Merci à Nalou pour sa super correction !
Rating M. Vraiment.
Bonne lecture !
« Impossible. »
Il se redresse, abandonnant le torse d'Harry afin de pouvoir le regarder droit dans les yeux, totalement sceptique. Ses sourcils sont froncés mais sa bouche est étirée en un sourire amusé.
« Je suis désolé Harry mais j'y crois pas une seule seconde. »
« Parce que tu n'as jamais trouvé le partenaire pour. Je t'assure, Eggsy, que c'est possible et parfois meilleur que le reste. »
Il rit devant l'air très sérieux d'Harry qui boit tranquillement le thé qu'il lui a apporté ce matin. C'est Eggsy qui a préparé le petit-déjeuner français pour faire la surprise à son amant qui est rentré tard d'une réunion chiante à l'agence. Il s'est levé plus tôt pour aller chercher les croissants, a minuté le thé pour qu'il soit parfaitement infusé et est monté avec le plateau dans leur chambre pour surprendre Harry qui a adoré l'initiative et l'a chaudement remercié avec l'un de ces baisers dont il a le secret. Ils ont discuté du travail, des nouvelles du journal qu'Eggsy a également glissé sur le plateau puis de leurs envies mutuelles. Jusqu'à arriver à ça.
« Ecoute. J'ai reçu beaucoup de fellations dans ma courte vie mais aucune d'elles n'a jamais dépassé les dix minutes. Jamais. » Il secoue la tête. « C'est impossible, c'est trop bon. Je veux dire quand elle est bien faite soit t'enchaîne soit tu jouis. Et quand c'est mal fait, ben… tu fais tout pour que ça finisse vite. » ricane-t-il.

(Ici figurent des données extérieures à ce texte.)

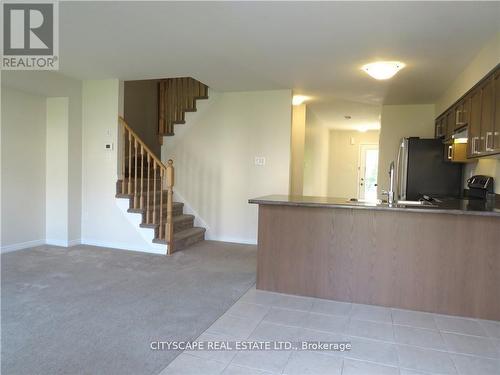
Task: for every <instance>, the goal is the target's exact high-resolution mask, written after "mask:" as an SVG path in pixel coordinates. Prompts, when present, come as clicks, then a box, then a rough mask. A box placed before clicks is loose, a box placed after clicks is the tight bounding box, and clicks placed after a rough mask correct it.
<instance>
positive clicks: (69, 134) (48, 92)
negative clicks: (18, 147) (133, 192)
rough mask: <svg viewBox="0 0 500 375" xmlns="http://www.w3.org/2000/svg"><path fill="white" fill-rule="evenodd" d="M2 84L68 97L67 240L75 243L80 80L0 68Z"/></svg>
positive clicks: (78, 186) (79, 140) (56, 74)
mask: <svg viewBox="0 0 500 375" xmlns="http://www.w3.org/2000/svg"><path fill="white" fill-rule="evenodd" d="M4 87H6V88H7V87H10V88H13V89H16V90H20V91H23V92H27V93H31V94H34V95H39V96H43V97H46V98H53V97H65V98H67V99H68V130H67V141H66V143H67V148H68V163H67V165H68V171H67V179H68V182H67V206H68V229H67V238H66V241H67V243H69V244H72V243H78V242H79V241H80V238H81V216H82V210H81V202H82V192H81V186H82V168H81V166H82V146H81V142H82V97H81V91H82V82H81V81H79V80H75V79H72V78H69V77H65V76H63V75H61V74H58V73H56V72H49V71H3V72H2V89H3V88H4ZM54 134H55V133H54ZM55 135H56V136H57V134H55ZM48 141H49V140H48ZM49 142H50V141H49ZM54 197H55V196H54ZM52 204H58V202H47V205H48V206H51V205H52ZM61 244H62V243H61Z"/></svg>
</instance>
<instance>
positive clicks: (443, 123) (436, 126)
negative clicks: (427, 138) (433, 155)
mask: <svg viewBox="0 0 500 375" xmlns="http://www.w3.org/2000/svg"><path fill="white" fill-rule="evenodd" d="M445 135H446V117H445V116H441V117H438V118H437V120H436V128H435V137H436V138H443V137H444V136H445Z"/></svg>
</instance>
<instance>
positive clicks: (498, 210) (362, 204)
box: [248, 195, 500, 217]
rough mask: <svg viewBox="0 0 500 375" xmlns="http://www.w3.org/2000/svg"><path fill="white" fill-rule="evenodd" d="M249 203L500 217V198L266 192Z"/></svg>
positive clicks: (249, 202) (453, 214)
mask: <svg viewBox="0 0 500 375" xmlns="http://www.w3.org/2000/svg"><path fill="white" fill-rule="evenodd" d="M248 202H249V203H255V204H264V205H281V206H295V207H323V208H350V209H360V210H383V211H403V212H419V213H437V214H443V213H444V214H453V215H476V216H497V217H500V201H499V199H496V201H495V200H493V201H491V200H490V201H488V202H486V201H480V200H469V199H452V200H447V201H443V202H441V203H436V204H432V205H421V206H416V205H404V204H394V205H392V206H390V205H389V204H387V203H375V202H359V201H351V200H349V199H347V198H334V197H314V196H303V195H267V196H264V197H259V198H253V199H249V200H248Z"/></svg>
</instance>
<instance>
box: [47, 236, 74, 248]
mask: <svg viewBox="0 0 500 375" xmlns="http://www.w3.org/2000/svg"><path fill="white" fill-rule="evenodd" d="M81 243H82V241H81V240H80V239H77V240H69V241H67V240H54V239H50V238H47V239H46V240H45V244H46V245H52V246H61V247H72V246H76V245H80V244H81Z"/></svg>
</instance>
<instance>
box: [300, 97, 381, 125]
mask: <svg viewBox="0 0 500 375" xmlns="http://www.w3.org/2000/svg"><path fill="white" fill-rule="evenodd" d="M306 105H307V111H308V112H309V111H310V112H312V113H313V115H314V116H308V117H307V121H306V125H307V126H312V127H314V126H321V127H326V128H329V129H339V130H360V129H365V130H375V129H380V113H381V106H380V105H373V104H365V103H358V102H353V101H349V100H343V99H338V98H322V99H321V100H317V101H314V102H311V103H309V104H306ZM345 116H350V117H351V118H350V119H346V118H345Z"/></svg>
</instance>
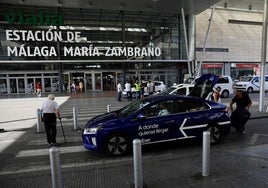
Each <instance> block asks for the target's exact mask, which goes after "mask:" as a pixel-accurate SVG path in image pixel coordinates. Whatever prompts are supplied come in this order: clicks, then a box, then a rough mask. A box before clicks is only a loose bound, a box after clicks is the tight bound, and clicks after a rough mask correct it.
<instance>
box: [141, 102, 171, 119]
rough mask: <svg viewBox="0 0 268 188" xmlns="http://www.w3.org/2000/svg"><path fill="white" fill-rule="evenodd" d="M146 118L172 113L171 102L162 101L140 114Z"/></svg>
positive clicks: (152, 105) (168, 114)
mask: <svg viewBox="0 0 268 188" xmlns="http://www.w3.org/2000/svg"><path fill="white" fill-rule="evenodd" d="M142 113H143V114H144V115H145V116H146V117H156V116H166V115H169V114H172V113H173V101H172V100H170V101H162V102H159V103H157V104H155V105H152V106H150V107H149V108H147V109H145V110H144V112H142Z"/></svg>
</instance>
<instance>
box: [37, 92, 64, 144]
mask: <svg viewBox="0 0 268 188" xmlns="http://www.w3.org/2000/svg"><path fill="white" fill-rule="evenodd" d="M54 98H55V96H54V95H53V94H49V95H48V99H47V100H46V101H44V103H43V105H42V108H41V111H42V113H43V121H44V124H45V129H46V135H47V143H48V144H49V145H50V146H51V145H52V146H55V145H57V142H56V135H57V128H56V125H57V118H59V119H60V118H61V117H60V111H59V106H58V104H57V102H55V101H54Z"/></svg>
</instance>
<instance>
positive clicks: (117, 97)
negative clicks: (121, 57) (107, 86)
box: [117, 81, 123, 101]
mask: <svg viewBox="0 0 268 188" xmlns="http://www.w3.org/2000/svg"><path fill="white" fill-rule="evenodd" d="M122 91H123V88H122V85H121V81H119V82H118V84H117V100H118V101H121V98H122Z"/></svg>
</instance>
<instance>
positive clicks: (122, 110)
mask: <svg viewBox="0 0 268 188" xmlns="http://www.w3.org/2000/svg"><path fill="white" fill-rule="evenodd" d="M149 104H150V101H149V100H146V99H145V100H139V101H137V102H134V103H130V104H129V105H126V106H125V107H123V108H122V109H121V110H120V111H118V113H119V114H120V115H121V116H129V115H131V114H132V113H134V112H136V111H137V110H139V109H141V108H143V107H144V106H147V105H149Z"/></svg>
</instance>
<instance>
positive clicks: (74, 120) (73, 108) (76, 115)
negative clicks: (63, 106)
mask: <svg viewBox="0 0 268 188" xmlns="http://www.w3.org/2000/svg"><path fill="white" fill-rule="evenodd" d="M73 119H74V130H75V131H76V130H77V124H78V123H77V122H78V120H77V109H76V107H73Z"/></svg>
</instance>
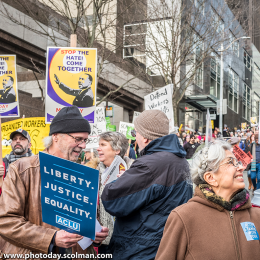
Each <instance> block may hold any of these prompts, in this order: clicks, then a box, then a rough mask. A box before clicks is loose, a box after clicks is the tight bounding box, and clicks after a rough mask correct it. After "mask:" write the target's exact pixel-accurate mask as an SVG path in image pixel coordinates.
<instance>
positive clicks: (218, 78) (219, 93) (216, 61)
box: [210, 53, 220, 98]
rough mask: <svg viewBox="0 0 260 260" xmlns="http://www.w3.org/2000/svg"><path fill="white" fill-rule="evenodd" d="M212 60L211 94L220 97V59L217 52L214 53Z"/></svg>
mask: <svg viewBox="0 0 260 260" xmlns="http://www.w3.org/2000/svg"><path fill="white" fill-rule="evenodd" d="M212 56H213V57H211V61H210V94H211V95H213V96H215V97H217V98H219V97H220V61H219V58H218V57H217V55H216V54H214V53H213V54H212Z"/></svg>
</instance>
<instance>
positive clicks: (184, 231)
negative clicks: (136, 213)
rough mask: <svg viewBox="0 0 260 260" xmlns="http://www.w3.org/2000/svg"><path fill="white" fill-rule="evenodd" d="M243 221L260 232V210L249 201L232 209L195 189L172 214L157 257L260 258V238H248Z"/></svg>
mask: <svg viewBox="0 0 260 260" xmlns="http://www.w3.org/2000/svg"><path fill="white" fill-rule="evenodd" d="M242 222H253V223H254V224H255V227H256V229H257V231H258V234H259V235H260V209H258V208H252V207H251V202H250V201H248V202H247V203H246V204H245V205H243V206H242V207H241V208H239V210H237V211H234V212H229V211H227V210H225V209H224V208H223V207H221V206H220V205H217V204H215V203H213V202H211V201H209V200H207V199H206V197H205V196H204V195H203V193H202V192H201V191H200V190H199V189H198V188H196V191H195V197H193V198H192V199H190V200H189V201H188V202H187V203H186V204H184V205H182V206H179V207H177V208H175V209H174V210H173V211H172V213H171V214H170V215H169V218H168V220H167V222H166V225H165V228H164V233H163V238H162V240H161V243H160V246H159V249H158V252H157V255H156V258H155V260H165V259H167V260H184V259H185V260H204V259H205V260H213V259H214V260H237V259H240V260H242V259H243V260H248V259H252V260H256V259H260V241H259V240H253V241H247V239H246V236H245V234H244V231H243V229H242V227H241V225H240V223H242Z"/></svg>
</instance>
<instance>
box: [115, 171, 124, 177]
mask: <svg viewBox="0 0 260 260" xmlns="http://www.w3.org/2000/svg"><path fill="white" fill-rule="evenodd" d="M124 172H125V171H123V170H121V171H119V174H117V176H116V177H117V178H119V177H121V176H122V175H123V174H124Z"/></svg>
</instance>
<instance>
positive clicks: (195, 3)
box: [194, 0, 205, 15]
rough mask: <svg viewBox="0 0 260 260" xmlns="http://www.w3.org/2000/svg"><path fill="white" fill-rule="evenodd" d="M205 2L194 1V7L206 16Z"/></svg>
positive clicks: (203, 0)
mask: <svg viewBox="0 0 260 260" xmlns="http://www.w3.org/2000/svg"><path fill="white" fill-rule="evenodd" d="M204 2H205V0H194V5H195V7H196V8H197V10H198V11H199V13H200V14H202V15H204Z"/></svg>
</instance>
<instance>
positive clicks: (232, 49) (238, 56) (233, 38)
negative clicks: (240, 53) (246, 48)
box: [230, 31, 239, 57]
mask: <svg viewBox="0 0 260 260" xmlns="http://www.w3.org/2000/svg"><path fill="white" fill-rule="evenodd" d="M230 44H231V49H232V51H233V53H234V54H235V55H236V56H237V57H239V41H238V40H237V41H236V37H235V36H234V34H233V33H232V32H231V31H230Z"/></svg>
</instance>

Harry repose sa tasse de thé sur le chevet, enlève le plateau du drap pour le déposer par terre et attrape le poignet d'Eggsy qui se retrouve, dans un geste souple, un genou de chaque côté des cuisses de son amant. Les bras d'Harry sont autour de sa taille, il sent son début d'érection répondre au sien à travers le tissu fin de leurs bas de pyjama. Le regard sombre se plante dans le sien et Eggsy la voit, cette lueur dangereuse et terriblement excitante qui respecte toujours ses promesses.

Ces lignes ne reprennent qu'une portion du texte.